Executive Director Chris Ward reviewed the report with Community Board 1’s WTC Redevelopment Committee on October 6th. He explained that while completion dates for each Port Authority project have slipped, the new timetables are as accurate as possible and account for the extensive infrastructure work that literally forms the foundation of the entire site.
The biggest design changes are to the $3.2 billion WTC Transportation Hub, now slated for “probabilistic” completion in the second quarter of 2014. Working with architect Santiago Calatrava, Port Authority engineers simplified the 800,000-square-foot hub design while “retaining the iconic vision” unveiled four years ago. The new plan uses columns and other conventional design elements that save time and money.
Most notably, the hub’s “wings” will no longer be moveable, the south wings will be shortened, and the long expanses of undulating girders inside the main hall will be supported by a single plate on vertical columns. That plate girder allows crews to “build the roof first,” said Ward, enabling construction of the hub’s upper and lower levels to take place simultaneously.
The “deckover solution,” as the report calls the plate-girder plan, means that the hub’s PATH mezzanine level will be in place first. The mezzanine forms the floor of the National 9/11 Memorial plaza, thereby separating WTC hub from Memorial construction. This vital engineering change will reduce the need for temporary structures and speed work to meet the Memorial plaza’s opening date of September 11, 2011, with the entire complex done by late 2013.

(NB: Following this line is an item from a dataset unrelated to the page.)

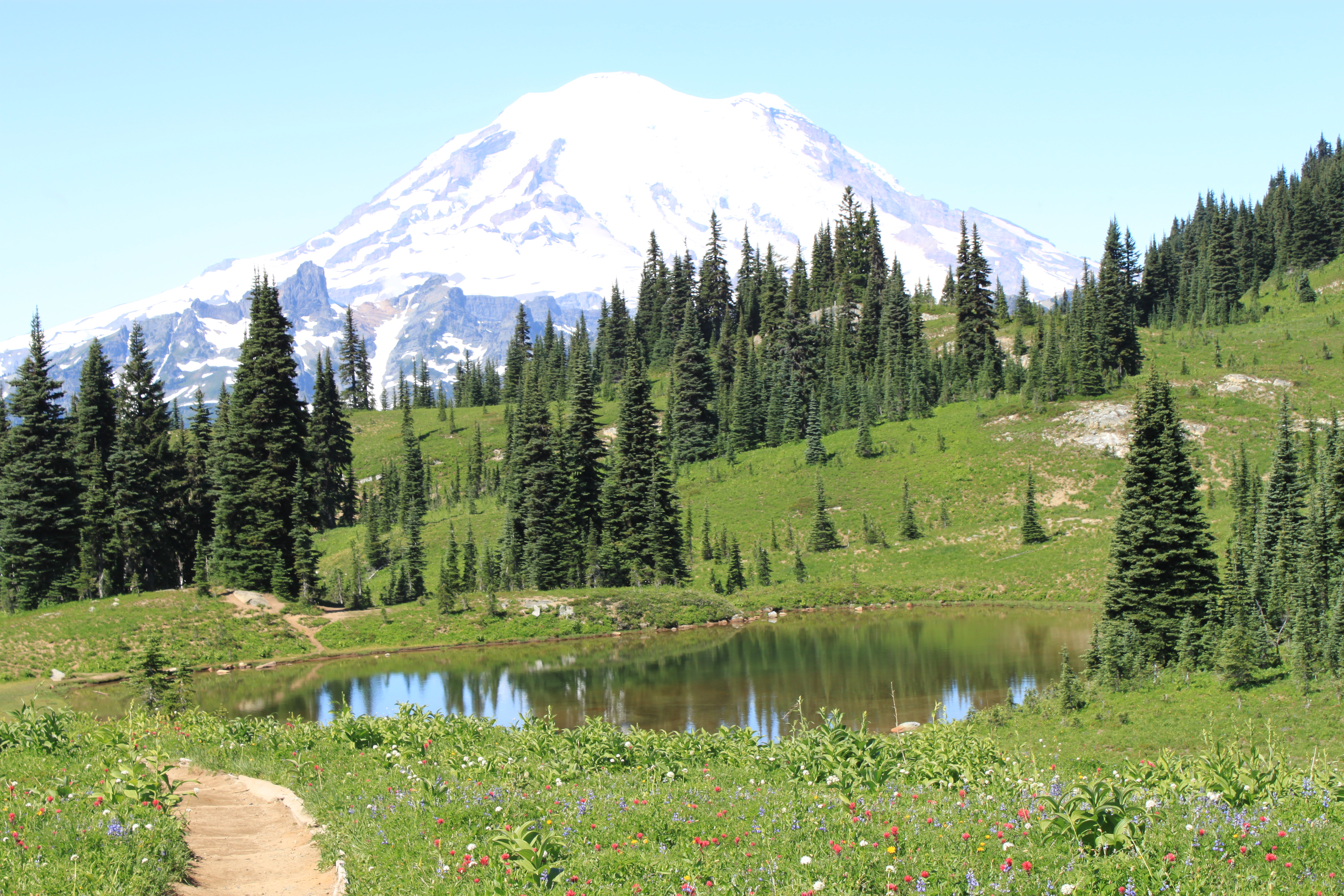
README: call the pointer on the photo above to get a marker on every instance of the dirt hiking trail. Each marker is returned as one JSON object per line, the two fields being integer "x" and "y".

As the city’s third-largest transit center, the WTC hub still will connect with every downtown subway line either directly or via the Fulton Street Transit Center, as well at to Battery Park City’s World Financial Center. Part of the redesign included shifting both entrances to the 1 and R/W subway stations to the hub’s center line for better wayfinding. The hub’s multi-level retail program will remain the same, and still extend to the lower floors of the WTC’s four skyscrapers.
The Port will reconfigure the underpinning of the 1 subway box that bisects the WTC site. The simplified plan is a “top down” design that lets crews construct the subway’s ventilation and mechanical levels, while building out the actual Greenwich Street roadway above the box at a cost of $281 million.

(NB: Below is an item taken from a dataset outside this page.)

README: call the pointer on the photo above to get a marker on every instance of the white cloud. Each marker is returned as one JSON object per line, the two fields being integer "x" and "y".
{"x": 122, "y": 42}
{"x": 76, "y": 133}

Beneath the various WTC structures, the Port is building the Vehicular Security Center (VSC), a network of underground roadways, ramps, security checkpoints, and parking. At a cost of $633 million, the VSC will open in the third quarter of 2012 -- a date reached now that the Port secured an agreement with St. Nicholas Greek Orthodox Church, the landowner on the WTC’s southern border. The 130 Liberty Deconstruction Project, 9A Project and Liberty Street Bridge have been scheduled to accommodate the new construction schedule for the VCS. The agency also has acquired full control of the VSC from the Federal Transit Administration to help expedite its construction, and is collaborating with the Police Department to ensure security throughout the complex.
With construction costs on the rise, the price tag of the Freedom Tower -- now also known as 1 World Trade Center -- rose to $3.1 billion, while its completion slipped to the fourth quarter of 2013.
Ward also reported that to help ensure progress at the Trade Center, the Port Authority has created the Office of Construction Logistics. Led by Quentin Brathwaite, who also serves as assistant director of WTC construction, the department will handle internal coordination, project-consultant management, and continued community outreach on rebuilding and quality-of-life issues.
To that end, the Port launched the new website www.wtcprogress.com, where the public can read updates and view images of the WTC’s rebuilding progress.